Magnesium alloys are emerging as promising materials for biodegradable orthopedic implants due to their mechanical strength and biocompatibility. However, their clinical use is hindered by rapid degradation and hydrogen gas evolution, which can compromise implant stability and bone healing. This study investigates the biocompatibility, genotoxicity, and osteointegration of magnesium implants (AZ31) produced via Superplastic Forming and enhanced through Hydrothermal and Sol-Gel surface treatments. Both techniques produced uniform Mg(OH)₂-based coatings, but only alloy with hydrothermal treatment exhibited a markedly slower in vitro degradation.
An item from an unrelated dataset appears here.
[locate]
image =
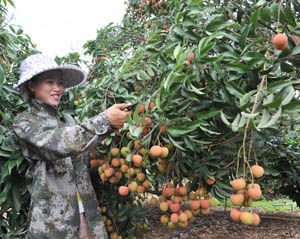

Cytotoxicity and Ames mutagenicity assays confirmed the biocompatibility and non-mutagenic nature of all implant types. In vivo evaluation in a rat femoral defect model revealed successful bone formation around all implant types, with comparable trabecular bone area. However, surface-treated implants showed a significantly lower bone-to-implant contact compared to the control AZ31 alloy, with solgel-treated alloys exhibiting an accelerated degradation rate and higher hydrogen release, which may influence tissue integration. These results highlight the role of surface modification in tuning degradation behavior and bone interface characteristics, with solgel-treated alloys resorbing faster. The combination of superplastic forming processing with strategic surface treatments offers a promising approach to achieving controlled biodegradation, although further optimization is needed to improve bone-implant integration. This work supports the further development of surface-engineered Mg implants for safe and functional orthopedic applications.